Costume and Dress-Up Ideas

Costumes aren’t just for trick-or-treating—they’re a way to explore magical archetypes and express inner selves. Encourage your child to embody something meaningful.  One of my daughter’s favourite costumes was dressing as Buck the dog, from Call of the Wild, when she was about 8 years old, after we had read the book together.

Samhain-Inspired Costume Ideas:

  • Nature Spirits or Forest Creatures: Fairies, dryads, green men, or animal spirits. Use leaves, feathers, face paint, and natural textures.
  • Mini Witches, Druids, or Healers: Not the scary kind from the shop!  Use robes, cloaks, staffs, wands and herb pouches. Teach your child about what these figures represent in folklore and tradition.
  • Ancestor Tribute: Help your child create a costume inspired by an ancestor or cultural heritage—perhaps a favourite great-grandparent or a symbolic representation of family roots.
  • Sun and Moon Characters: These can represent the turning of the year. One child (or parent) can be the setting sun, the other the rising moon.
  • Mythological Beings: Pick from Celtic lore (like Cailleach the Crone, or the Morrigan or Cernunnos), Norse deities, or spirits of the land and sea.  Be as creative and whimsical as you like!

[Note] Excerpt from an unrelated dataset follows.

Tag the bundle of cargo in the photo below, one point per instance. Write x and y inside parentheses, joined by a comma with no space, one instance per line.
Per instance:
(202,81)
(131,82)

A Time to Teach with Compassion

Samhain opens the door to important conversations—about death, remembrance, and spiritual connection. Exploring bereavement with children is a tricky subject and one that needs to be handled with honest sensitivity.  Whether you are dealing with the loss of a pet or a loved one, let your child ask questions.  Let them explore their own feelings.  The questioning isn’t in anyway disrespectful or insensitive.  With the innocence of youth, they are trying to make meaning of the loss the same as you.  If a child innocently asks a question about the passing of a loved one, and it causes you to cry, explain to the child that it is not their fault, nor is it their question or memory, that has caused your tears.  Tell them, in simple terms, that you are very sad and that you miss your loved one, like they do, but that it is okay to talk about them, to remember them, and to share thoughts and memories.  Let them see you cry and grieve because then they can understand that their emotions are nothing to be ashamed of, that grief and tears can be cathartic and healing and that death is a part of the cycle of life. 

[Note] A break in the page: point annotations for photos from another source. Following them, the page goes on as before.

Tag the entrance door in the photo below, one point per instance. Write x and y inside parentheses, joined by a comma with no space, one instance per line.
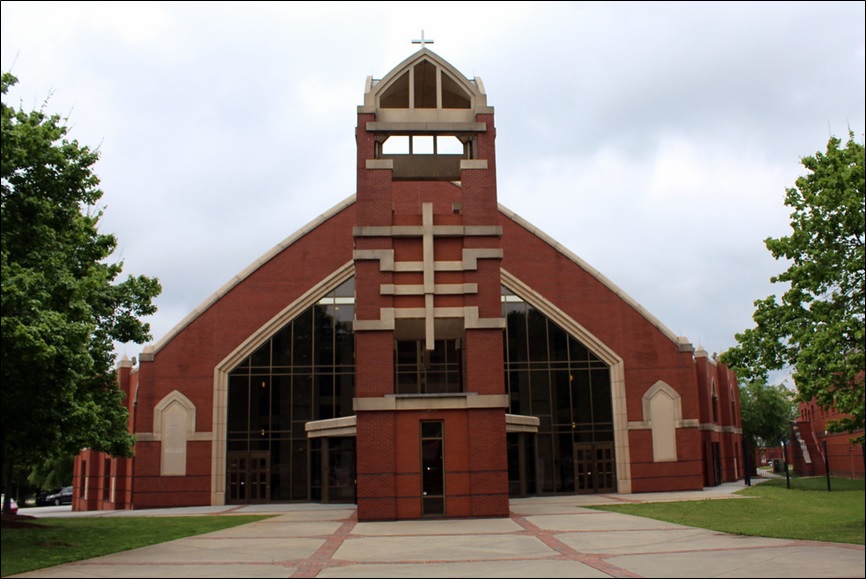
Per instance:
(594,468)
(248,476)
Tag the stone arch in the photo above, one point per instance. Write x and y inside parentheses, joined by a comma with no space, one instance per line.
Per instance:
(663,412)
(174,426)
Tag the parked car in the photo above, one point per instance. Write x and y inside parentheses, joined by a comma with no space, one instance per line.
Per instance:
(61,497)
(12,504)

By no means do I seek to gloss over this sentiment or just pay it lip service.  Having very recently lost my own father, I struggle with platitudes and with accepting this circle of life.  I’m still angry and that is okay, too.  Feelings surrounding death are complicated, and they’re messy.  The process of grieving can be ugly and it will take as long as it takes.  Nobody, including children, grieves in the same way. 

Share stories about your loved one, or your ancestors. Create an ancestor altar, light candles, say a blessing or simply say their name.  Leave offerings of food and drink they enjoyed, and tokens that remind you of them or carry it with you.  I carry one of my dad’s guitar picks in my pocket at all times.  I know his fingers touched it and so, when I hold it, it’s like he’s holding my hand.  The heart of Samhain isn’t fear—it’s transformation, honour, and the enduring love between generations.  It is the certainty that, despite loss or intergenerational trauma, your roots go deep and have contributed to who you are today, and to what you are passing down to your child to carry forward into the future.

Final Thoughts

Celebrating Samhain with children brings fresh energy to ancient practices.  Traditions that stretch back over time and history continues to connect us to not only our own bloodline but also, ancestors and spirits of place; those who have walked this path before us. Through cooking, crafting, connecting with nature, and dressing up, you create a foundation for a magical and meaningful spiritual path—one rooted in love, respect for the earth, and reverence for the unseen.

Blessed Samhain to you and your family. May your celebrations be filled with warmth, wonder, and wild magic.